Gericht: Hamburgisches Oberverwaltungsgericht
Beschluss verkündet am 17.06.2008
Aktenzeichen: 4 Bs 76/08
Rechtsgebiete: AufenthG, BGB


Vorschriften:

AufenthG § 60 a Abs. 2 Satz 1
BGB § 1685 Abs. 2
Bei der Frage, ob die Abschiebung in unverhältnismäßiger Weise in die allgemeine Handlungsfreiheit des Ausländers eingreift, ist auch ein Umgangsrecht, das dem Ausländer gemäß § 1685 Abs. 2 BGB im Interesse des Kindes zusteht, zu berücksichtigen (in Abgrenzung zu VGH Mannheim, Beschl. v. 22.11.2006, AuAS 2007, 38).
Hamburgisches Oberverwaltungsgericht Beschluss

4 Bs 76/08

In der Verwaltungsrechtssache

hat das Hamburgische Oberverwaltungsgericht, 4. Senat, durch den Richter Pradel, die Richterin Huusmann und den Richter Graf von Schlieffen am 17. Juni 2008 beschlossen:

Tenor:

Auf die Beschwerde des Antragstellers wird der Beschluss des Verwaltungsgerichts Hamburg vom 21. April 2008 geändert.

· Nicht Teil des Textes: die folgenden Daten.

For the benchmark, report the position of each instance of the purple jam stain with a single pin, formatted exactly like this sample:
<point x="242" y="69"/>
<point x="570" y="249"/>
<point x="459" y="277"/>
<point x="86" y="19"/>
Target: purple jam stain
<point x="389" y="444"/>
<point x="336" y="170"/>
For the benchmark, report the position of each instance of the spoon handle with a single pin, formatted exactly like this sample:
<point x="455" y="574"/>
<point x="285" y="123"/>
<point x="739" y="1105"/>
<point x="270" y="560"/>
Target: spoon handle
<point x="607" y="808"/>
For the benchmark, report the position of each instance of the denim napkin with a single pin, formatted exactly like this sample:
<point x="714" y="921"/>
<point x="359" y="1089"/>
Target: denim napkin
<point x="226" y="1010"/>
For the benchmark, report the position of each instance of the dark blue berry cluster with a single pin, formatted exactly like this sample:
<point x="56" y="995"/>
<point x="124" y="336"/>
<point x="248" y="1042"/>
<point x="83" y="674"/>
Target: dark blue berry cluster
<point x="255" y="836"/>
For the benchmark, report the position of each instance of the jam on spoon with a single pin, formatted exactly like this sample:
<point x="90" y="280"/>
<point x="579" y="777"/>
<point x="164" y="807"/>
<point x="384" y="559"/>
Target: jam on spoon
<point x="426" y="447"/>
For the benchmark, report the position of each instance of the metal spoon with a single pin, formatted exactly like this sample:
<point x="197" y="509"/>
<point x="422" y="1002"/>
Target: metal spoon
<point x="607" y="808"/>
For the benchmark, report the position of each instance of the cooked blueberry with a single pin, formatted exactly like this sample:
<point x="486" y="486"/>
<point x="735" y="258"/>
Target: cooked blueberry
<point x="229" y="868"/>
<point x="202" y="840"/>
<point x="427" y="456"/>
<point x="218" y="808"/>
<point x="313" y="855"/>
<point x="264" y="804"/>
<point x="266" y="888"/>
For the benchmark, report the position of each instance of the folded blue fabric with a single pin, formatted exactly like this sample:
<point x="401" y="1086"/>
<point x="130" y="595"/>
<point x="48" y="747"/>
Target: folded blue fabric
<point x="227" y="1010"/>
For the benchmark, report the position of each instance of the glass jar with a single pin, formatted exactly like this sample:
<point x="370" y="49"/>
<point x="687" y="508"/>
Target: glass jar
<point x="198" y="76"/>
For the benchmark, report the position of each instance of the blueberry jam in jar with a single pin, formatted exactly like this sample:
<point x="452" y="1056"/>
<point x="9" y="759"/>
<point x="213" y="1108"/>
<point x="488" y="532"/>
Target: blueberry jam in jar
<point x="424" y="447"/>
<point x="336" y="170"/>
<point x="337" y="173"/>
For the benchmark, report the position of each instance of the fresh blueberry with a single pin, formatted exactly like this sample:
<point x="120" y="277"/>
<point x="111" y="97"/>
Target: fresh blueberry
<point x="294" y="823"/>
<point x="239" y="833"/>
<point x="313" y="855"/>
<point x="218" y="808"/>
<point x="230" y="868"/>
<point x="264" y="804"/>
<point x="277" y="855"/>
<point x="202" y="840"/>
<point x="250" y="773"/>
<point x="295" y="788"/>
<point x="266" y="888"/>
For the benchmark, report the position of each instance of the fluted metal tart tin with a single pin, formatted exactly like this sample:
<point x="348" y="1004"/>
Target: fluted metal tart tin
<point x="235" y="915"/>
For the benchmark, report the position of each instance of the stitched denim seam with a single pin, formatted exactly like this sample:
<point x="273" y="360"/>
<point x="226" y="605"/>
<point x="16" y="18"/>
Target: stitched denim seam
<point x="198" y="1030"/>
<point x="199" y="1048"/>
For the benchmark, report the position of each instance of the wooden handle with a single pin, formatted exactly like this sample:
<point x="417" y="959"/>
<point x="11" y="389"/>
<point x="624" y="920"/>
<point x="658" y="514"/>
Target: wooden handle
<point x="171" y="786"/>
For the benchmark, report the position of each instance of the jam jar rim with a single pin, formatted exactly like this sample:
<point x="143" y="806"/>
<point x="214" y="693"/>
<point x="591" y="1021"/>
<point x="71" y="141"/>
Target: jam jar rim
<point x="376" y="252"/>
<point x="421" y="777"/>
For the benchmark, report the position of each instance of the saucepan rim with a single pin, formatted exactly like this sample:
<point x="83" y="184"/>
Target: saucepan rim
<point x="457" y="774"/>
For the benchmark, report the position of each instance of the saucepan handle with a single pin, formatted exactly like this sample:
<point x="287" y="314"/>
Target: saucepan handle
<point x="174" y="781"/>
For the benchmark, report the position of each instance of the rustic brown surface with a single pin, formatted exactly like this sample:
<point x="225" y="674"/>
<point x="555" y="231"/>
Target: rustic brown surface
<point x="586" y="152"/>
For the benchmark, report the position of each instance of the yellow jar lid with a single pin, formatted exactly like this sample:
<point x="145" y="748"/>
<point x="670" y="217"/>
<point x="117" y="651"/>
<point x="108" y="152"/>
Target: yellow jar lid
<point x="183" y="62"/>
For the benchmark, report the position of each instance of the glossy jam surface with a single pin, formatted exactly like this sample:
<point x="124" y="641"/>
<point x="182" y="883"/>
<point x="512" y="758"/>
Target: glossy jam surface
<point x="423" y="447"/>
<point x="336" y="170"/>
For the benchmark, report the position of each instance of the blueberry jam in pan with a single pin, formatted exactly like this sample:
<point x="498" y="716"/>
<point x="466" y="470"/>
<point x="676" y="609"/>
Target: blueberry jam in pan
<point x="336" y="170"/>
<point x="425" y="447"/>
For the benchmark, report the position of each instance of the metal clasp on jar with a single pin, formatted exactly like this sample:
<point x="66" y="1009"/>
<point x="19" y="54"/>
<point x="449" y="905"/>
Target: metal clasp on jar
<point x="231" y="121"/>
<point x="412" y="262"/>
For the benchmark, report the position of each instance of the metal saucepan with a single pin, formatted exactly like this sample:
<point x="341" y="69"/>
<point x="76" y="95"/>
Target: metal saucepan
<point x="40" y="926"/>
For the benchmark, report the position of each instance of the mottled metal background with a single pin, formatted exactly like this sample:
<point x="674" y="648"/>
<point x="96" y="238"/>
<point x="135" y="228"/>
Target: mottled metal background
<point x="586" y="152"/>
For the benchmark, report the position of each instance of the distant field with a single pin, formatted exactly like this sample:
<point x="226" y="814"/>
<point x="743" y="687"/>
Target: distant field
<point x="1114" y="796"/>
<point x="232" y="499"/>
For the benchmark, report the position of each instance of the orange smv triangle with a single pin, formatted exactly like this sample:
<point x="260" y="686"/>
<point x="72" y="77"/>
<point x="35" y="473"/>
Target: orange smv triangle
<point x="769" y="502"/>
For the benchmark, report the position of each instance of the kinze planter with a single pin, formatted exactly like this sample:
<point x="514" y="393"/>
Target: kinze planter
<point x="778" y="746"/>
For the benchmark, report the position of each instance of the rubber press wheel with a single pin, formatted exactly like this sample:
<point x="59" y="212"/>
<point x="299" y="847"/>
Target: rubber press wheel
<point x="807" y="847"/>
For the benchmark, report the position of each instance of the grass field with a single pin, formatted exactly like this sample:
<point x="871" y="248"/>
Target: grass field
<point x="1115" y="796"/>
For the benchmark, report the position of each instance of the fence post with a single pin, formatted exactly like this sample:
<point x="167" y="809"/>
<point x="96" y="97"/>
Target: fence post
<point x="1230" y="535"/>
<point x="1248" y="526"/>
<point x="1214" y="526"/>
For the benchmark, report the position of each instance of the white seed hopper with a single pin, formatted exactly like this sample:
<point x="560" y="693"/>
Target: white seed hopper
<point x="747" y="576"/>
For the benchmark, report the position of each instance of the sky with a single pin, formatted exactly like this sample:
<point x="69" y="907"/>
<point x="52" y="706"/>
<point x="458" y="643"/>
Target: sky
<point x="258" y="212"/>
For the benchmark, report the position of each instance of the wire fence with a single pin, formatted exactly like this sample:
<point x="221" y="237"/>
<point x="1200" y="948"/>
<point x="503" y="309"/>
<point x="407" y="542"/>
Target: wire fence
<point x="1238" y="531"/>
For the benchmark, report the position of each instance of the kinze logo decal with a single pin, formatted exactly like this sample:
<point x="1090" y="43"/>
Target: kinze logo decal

Die Antragsgegnerin wird im Wege einstweiliger Anordnung verpflichtet, die Abschiebung des Antragstellers bis zum Ablauf eines Monats nach Zustellung einer Entscheidung über den Antrag auf Erteilung einer Aufenthaltserlaubnis vom 15. April 2008 auszusetzen.

Die Antragsgegnerin trägt die Kosten des gesamten Verfahrens.

Der Streitwert wird für das Beschwerdeverfahren auf 2.500,00 Euro festgesetzt.

Gründe:

I.

Der Antragsteller ist türkischer Staatsangehöriger und begehrt Abschiebungsschutz.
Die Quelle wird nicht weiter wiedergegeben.